I thank you for your eloquence in responding.


----------



## etherealuntouaswithin (Dec 7, 2010)

Sillia Rosa said:


> You people are terrible human beings!!!!!


Coming from you,this is a supreme compliment :tongue:


----------



## Valdyr (May 25, 2010)

Sillia Rosa said:


> You people are terrible human beings!!!!!


I can't tell if you're joking or not anymore, but this is overreacting.

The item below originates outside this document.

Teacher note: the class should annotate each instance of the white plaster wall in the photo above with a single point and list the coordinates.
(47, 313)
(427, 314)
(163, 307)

Some of the other posters here may disagree with you, and some of them may do so in an unnecessarily vehement fashion given the subject matter, but there's no reason to call them terrible people.


----------



## Sillia Rosa (Apr 9, 2011)

etherealuntouaswithin said:


> Coming from you,this is a supreme compliment :tongue:


Do you like Kate Blanchette?


----------



## Sillia Rosa (Apr 9, 2011)

Valdyr said:


> I can't tell if you're joking or not anymore, but this is overreacting. Some of the other posters here may disagree with you, and some of them may do so in an unnecessarily vehement fashion given the subject matter, but there's no reason to call them terrible people.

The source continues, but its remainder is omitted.